La vision peut s'exercer de n'importe quel point de vue, de n'importe quel maillon de la chaîne. Le fait que le point de vue de chaque fonctionnaire est, en partie, nécessairement individuel et adapté aux tâches qu'il entreprend peut contribuer à soutenir et à renforcer l'ampleur de la vision de l'ONU dans son ensemble. Une telle vision peut s'exercer dans une mission de maintien de la paix comme celle à laquelle Ralph Bunche a consacré la plus grande partie de sa carrière à servir. Ou elle peut être affinée et réalisée dans de nombreux domaines et lieux différents, dont certains peuvent être dangereux. Tous ceux qui partagent une telle vision sont unis dans le même appel que Ralph Bunche a entendu pour la première fois, il y a plus de cinquante ans.

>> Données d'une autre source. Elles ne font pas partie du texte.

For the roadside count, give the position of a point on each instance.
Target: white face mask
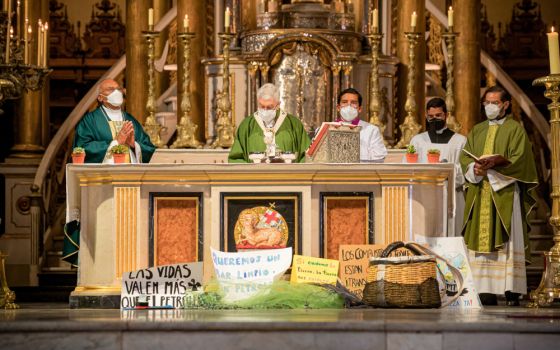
(348, 113)
(115, 98)
(267, 115)
(492, 111)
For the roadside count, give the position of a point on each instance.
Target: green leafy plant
(410, 149)
(78, 150)
(119, 149)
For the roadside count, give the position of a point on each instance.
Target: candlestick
(553, 52)
(186, 23)
(227, 19)
(375, 21)
(151, 19)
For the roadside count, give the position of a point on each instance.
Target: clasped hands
(482, 165)
(126, 135)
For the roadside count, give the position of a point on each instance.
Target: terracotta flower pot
(433, 157)
(78, 158)
(412, 157)
(118, 158)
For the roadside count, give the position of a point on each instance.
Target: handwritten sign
(307, 269)
(240, 275)
(162, 286)
(354, 261)
(453, 250)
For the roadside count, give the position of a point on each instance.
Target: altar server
(269, 130)
(349, 107)
(450, 144)
(109, 125)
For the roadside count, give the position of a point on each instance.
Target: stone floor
(50, 326)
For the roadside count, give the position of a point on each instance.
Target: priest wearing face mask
(349, 107)
(269, 130)
(109, 125)
(450, 145)
(501, 177)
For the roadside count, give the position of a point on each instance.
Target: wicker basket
(407, 281)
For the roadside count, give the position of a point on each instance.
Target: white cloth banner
(240, 274)
(453, 250)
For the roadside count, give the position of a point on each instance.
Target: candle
(413, 19)
(27, 35)
(186, 23)
(151, 18)
(553, 52)
(45, 43)
(226, 19)
(375, 20)
(18, 30)
(39, 43)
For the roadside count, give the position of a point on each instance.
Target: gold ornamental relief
(260, 228)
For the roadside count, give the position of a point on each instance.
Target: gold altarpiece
(311, 52)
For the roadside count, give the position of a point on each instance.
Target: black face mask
(435, 124)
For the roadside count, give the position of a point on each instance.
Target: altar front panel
(122, 231)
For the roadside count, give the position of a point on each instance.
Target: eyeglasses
(351, 103)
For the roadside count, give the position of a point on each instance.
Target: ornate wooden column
(136, 58)
(197, 16)
(32, 121)
(467, 62)
(405, 10)
(162, 79)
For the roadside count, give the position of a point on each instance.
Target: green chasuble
(249, 138)
(94, 135)
(487, 225)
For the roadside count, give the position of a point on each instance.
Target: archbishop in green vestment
(501, 175)
(269, 130)
(96, 134)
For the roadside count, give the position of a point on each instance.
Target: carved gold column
(374, 94)
(410, 126)
(32, 109)
(452, 122)
(197, 18)
(151, 126)
(160, 9)
(405, 10)
(467, 62)
(225, 129)
(186, 129)
(549, 288)
(135, 74)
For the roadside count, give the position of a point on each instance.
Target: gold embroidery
(486, 197)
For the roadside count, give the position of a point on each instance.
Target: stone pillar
(467, 63)
(162, 79)
(197, 15)
(405, 10)
(32, 121)
(136, 58)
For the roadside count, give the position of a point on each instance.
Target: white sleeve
(377, 150)
(470, 176)
(108, 158)
(498, 181)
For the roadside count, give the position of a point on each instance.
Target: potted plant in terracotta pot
(78, 155)
(411, 155)
(433, 155)
(119, 153)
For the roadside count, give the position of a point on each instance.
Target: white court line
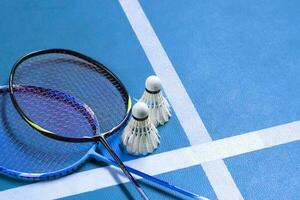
(185, 157)
(217, 172)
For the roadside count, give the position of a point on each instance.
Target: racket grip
(151, 178)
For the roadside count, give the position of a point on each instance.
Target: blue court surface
(230, 70)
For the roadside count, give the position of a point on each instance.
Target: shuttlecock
(159, 108)
(140, 136)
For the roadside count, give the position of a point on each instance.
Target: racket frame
(109, 74)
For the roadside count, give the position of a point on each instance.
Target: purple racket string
(28, 155)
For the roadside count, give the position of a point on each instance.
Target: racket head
(27, 155)
(75, 74)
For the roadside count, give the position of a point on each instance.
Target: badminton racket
(31, 156)
(65, 72)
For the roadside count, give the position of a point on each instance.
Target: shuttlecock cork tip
(140, 111)
(153, 84)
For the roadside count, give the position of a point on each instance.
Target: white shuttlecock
(159, 108)
(140, 137)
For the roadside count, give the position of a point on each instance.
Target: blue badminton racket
(31, 156)
(57, 112)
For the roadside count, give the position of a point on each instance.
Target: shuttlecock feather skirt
(140, 137)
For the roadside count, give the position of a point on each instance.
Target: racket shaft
(124, 169)
(151, 178)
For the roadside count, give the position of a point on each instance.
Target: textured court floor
(230, 70)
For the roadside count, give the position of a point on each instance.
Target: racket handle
(124, 169)
(151, 178)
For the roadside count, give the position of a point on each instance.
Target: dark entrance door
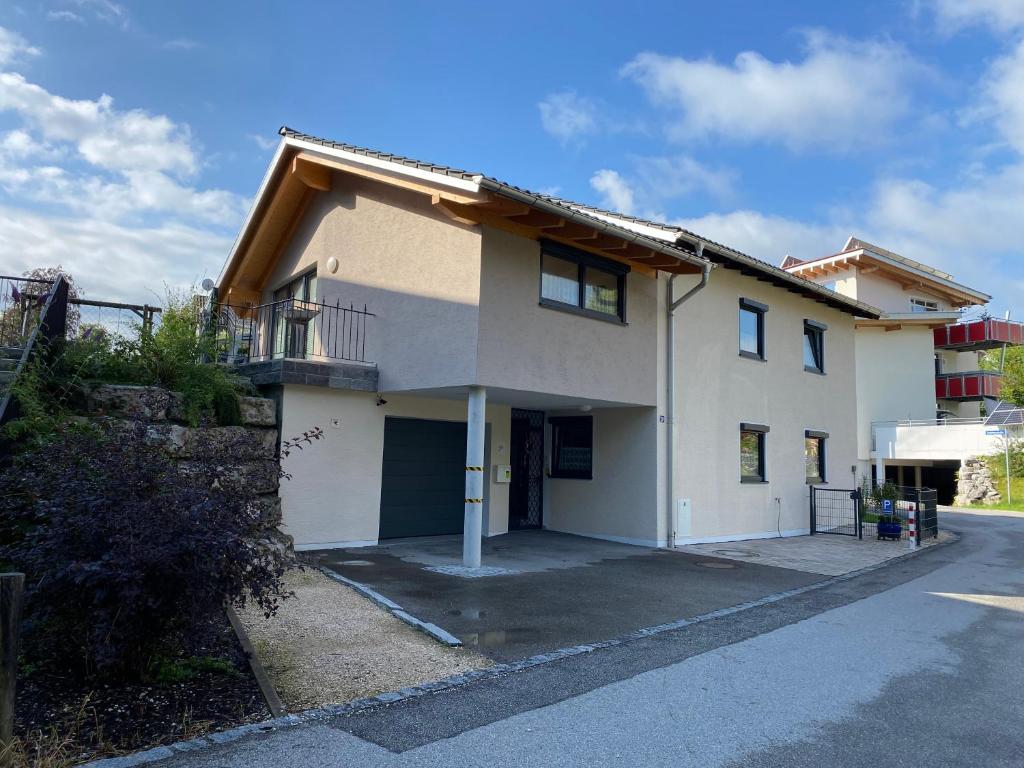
(526, 491)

Ralph Bunche a laissé un héritage profond. Comme les autres premiers membres du Secrétariat de l'ONU, il a, entre autres, aidé par ses actions à établir une norme de conduite pour tous les fonctionnaires internationaux, a partagé la vision de l'ONU et a toujours cru en son rôle au service de l'homme. C'est ainsi qu'il survit dans la mémoire des Nations Unies, car, comme l'ont réitéré les États Membres dans la Déclaration du Millénaire, une telle approche du rôle d'un fonctionnaire international, spécialement celui privilégié de travailler pour l'ONU, est aussi valable et important aujourd'hui qu'à l'époque de R. Bunche.

Notes
1 " Ralph Bunche: An American Odyssey ", Sir Brian Urquhart, W.W. Norton & Co., (1988). p 373
2 Normes de conduite de la fonction civile internationale, Commission de la fonction civile internationale, janvier 2002.
3 " Ralph Bunche: A Most Relevant Hero ", Jim Haslins, Hawthorn Books, (1974), p 98.
4 Déclaration du Millénaire, 2000

BIO


David K.J. Jeffrey est responsable juridique au Bureau des affaires juridiques des Nations Unies. Les opinions exprimées dans cet article sont personnelles et ne reflètent pas nécessairement celles du Bureau ou de l'ONU.